Final Analysis - Catherine Crier [134]
“He admitted to striking Andy, his son [from his first marriage], and said that’s just the way he was raised,” Eli testified. “He told me his first wife [Sharon Mann] was crazy and delusional, and that’s why they got a divorce.”
The following day, Susan ended her examination and turned the witness over to the prosecutor, but by Friday morning she was demanding a mistrial. Furious at the way Sequeira was cross-examining Eli, she accused the prosecutor of being in cahoots with the judge to discredit the only one of her children to testify on her behalf.
“This is unfair treatment!” Susan said, jumping up at one point to object to Sequeira’s questions about Eli’s criminal past.
“Shame on both of you!” she ranted, directing her anger at both the prosecutor and the judge for their “tricky, nefarious, and devious” actions.

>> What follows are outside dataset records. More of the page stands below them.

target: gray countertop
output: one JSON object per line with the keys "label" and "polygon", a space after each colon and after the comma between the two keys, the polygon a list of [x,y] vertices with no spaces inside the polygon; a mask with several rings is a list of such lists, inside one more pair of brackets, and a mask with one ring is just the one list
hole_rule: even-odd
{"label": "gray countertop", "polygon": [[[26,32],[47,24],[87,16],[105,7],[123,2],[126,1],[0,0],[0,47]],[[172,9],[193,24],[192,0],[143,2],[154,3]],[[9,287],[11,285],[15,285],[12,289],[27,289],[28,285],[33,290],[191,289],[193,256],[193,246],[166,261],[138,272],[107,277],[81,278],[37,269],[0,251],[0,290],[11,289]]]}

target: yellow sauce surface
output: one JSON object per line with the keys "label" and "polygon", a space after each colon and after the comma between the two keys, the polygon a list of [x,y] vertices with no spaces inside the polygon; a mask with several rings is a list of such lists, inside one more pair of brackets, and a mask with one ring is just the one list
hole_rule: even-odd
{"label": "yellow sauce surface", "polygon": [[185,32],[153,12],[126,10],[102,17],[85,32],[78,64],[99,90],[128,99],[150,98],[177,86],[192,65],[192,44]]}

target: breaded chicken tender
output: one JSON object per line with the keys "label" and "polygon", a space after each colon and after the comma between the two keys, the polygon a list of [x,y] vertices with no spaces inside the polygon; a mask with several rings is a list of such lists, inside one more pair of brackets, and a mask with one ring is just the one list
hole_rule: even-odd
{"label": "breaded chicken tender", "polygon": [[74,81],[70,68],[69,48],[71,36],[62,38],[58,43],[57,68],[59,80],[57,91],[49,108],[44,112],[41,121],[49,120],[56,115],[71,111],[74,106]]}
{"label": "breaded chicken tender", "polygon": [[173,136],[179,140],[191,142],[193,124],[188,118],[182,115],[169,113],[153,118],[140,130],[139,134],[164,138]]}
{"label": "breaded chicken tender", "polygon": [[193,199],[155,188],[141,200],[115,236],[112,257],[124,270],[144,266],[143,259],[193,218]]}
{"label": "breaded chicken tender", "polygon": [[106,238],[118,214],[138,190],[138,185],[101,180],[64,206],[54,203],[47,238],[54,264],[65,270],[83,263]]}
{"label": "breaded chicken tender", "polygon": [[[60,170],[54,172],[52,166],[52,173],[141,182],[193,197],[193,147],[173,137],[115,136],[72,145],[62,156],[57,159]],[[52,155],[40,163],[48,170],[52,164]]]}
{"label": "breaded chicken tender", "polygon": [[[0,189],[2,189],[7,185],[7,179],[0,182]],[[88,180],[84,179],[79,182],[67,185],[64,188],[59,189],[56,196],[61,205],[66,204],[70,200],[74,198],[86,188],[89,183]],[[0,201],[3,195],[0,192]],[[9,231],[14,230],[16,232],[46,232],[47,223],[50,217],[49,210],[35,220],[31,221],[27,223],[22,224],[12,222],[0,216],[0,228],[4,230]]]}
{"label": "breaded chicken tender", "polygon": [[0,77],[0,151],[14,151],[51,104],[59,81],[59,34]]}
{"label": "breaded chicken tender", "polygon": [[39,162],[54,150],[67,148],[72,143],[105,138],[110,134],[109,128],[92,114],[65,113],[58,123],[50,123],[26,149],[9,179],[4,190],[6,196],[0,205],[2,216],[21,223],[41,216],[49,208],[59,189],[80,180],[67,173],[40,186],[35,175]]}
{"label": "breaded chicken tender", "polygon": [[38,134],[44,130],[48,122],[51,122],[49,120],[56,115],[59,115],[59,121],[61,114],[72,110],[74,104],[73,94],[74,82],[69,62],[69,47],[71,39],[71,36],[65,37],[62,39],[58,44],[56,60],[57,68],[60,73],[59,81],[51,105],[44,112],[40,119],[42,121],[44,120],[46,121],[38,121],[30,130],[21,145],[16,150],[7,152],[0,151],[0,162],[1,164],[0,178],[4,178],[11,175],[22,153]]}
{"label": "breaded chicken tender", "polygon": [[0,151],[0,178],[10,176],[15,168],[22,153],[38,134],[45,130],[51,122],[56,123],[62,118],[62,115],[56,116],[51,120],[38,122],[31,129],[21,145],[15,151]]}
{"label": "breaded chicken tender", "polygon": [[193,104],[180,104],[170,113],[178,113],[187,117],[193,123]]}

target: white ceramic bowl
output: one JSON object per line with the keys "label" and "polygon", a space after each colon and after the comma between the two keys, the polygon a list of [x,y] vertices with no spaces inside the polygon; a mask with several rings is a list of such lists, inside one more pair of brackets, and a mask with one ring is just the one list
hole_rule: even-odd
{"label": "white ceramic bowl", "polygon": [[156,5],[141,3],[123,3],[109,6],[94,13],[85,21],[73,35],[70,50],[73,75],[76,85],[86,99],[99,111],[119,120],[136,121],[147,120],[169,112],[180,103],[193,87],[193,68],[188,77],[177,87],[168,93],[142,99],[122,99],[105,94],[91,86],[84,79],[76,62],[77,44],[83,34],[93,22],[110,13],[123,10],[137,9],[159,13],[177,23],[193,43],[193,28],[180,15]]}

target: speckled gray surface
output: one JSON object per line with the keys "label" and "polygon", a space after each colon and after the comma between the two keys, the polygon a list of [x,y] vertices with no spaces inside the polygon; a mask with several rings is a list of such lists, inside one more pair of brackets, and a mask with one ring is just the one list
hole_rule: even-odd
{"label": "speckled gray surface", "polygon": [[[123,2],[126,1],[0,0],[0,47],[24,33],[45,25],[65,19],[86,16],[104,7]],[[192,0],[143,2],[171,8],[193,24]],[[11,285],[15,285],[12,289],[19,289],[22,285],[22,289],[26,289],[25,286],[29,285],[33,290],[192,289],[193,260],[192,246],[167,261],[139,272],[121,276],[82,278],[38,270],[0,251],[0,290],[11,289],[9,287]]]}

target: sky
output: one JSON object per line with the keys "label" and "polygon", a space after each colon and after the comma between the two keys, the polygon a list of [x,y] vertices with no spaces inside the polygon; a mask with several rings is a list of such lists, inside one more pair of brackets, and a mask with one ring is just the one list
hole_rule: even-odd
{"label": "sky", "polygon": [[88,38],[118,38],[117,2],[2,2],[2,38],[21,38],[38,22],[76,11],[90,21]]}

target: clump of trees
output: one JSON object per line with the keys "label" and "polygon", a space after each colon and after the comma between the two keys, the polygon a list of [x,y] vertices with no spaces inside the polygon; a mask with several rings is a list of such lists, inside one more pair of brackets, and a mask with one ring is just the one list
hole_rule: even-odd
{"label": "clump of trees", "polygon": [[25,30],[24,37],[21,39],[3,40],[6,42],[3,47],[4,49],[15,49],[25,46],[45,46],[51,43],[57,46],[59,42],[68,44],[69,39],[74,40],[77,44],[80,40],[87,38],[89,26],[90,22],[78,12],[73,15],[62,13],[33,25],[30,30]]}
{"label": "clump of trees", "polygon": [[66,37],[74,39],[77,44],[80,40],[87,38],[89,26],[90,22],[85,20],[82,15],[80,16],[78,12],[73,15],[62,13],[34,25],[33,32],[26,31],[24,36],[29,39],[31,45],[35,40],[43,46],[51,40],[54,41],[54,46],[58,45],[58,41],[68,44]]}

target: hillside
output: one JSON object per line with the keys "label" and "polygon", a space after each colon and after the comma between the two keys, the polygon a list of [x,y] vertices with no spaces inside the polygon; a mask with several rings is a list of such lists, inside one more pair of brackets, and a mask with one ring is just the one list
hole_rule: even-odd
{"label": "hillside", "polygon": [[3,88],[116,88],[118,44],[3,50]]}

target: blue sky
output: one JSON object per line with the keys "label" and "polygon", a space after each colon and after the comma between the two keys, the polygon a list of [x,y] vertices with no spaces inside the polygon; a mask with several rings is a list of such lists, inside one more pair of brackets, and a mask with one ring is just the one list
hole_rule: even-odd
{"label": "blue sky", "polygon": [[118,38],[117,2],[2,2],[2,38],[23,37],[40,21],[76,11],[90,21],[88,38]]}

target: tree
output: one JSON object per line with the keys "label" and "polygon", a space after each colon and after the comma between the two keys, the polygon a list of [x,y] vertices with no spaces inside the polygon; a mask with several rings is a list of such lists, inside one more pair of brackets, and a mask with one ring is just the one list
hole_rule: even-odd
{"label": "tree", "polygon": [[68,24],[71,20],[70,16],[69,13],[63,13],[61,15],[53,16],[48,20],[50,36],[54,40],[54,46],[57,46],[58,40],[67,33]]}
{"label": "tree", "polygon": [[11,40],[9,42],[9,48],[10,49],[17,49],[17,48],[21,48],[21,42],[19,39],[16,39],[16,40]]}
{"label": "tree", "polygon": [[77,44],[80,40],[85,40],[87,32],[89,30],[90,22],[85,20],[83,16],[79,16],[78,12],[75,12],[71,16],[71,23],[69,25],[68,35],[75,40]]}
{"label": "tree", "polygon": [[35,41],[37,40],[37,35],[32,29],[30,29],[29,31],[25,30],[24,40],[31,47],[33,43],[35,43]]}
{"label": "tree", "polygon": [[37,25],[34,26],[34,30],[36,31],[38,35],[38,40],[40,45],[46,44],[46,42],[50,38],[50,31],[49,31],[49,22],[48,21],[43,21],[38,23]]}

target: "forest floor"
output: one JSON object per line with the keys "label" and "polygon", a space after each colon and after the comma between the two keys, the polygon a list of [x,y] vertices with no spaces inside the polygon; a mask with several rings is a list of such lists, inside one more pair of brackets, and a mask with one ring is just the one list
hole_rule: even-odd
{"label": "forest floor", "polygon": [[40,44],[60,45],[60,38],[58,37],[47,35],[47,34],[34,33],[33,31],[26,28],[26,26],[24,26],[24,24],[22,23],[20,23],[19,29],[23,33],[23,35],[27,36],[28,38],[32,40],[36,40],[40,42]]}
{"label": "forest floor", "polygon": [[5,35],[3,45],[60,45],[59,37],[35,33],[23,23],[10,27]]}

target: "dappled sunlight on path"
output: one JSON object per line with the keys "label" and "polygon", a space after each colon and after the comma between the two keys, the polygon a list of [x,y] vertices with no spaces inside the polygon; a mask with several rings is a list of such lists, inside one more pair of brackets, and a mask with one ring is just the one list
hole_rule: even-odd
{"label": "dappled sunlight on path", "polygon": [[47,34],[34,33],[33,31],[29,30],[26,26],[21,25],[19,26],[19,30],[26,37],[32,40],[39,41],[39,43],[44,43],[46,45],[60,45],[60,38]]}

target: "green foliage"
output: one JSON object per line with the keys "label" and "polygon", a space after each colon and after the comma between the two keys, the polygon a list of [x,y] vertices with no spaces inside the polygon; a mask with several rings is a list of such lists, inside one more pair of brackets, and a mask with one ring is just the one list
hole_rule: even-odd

“I fully recognize that watching your son be cross-examined has got to be extremely difficult,” Judge Brady said, adding that the prosecutor’s questions were permissible.
During two days of cross-examination, Sequeira questioned Eli about his run-ins with the police and his on-again off-again relationship with his mother. He intended to poke holes in Eli’s claims that his mother was a victim of abuse, and not a coldhearted killer who stabbed his father in a premeditated rage. Using excerpts from Susan’s diary, Eli’s letters, and his disastrous trip to Paris with Susan when he was a teen, Sequeira stressed the often rocky relationship between mother and son.
Susan’s middle child did little to hide his disdain for the assistant district attorney and the court in which his mother was being tried. His responses to Sequeira’s questions were peppered with sarcasm and he accentuated the word “sir” when he replied to the queries.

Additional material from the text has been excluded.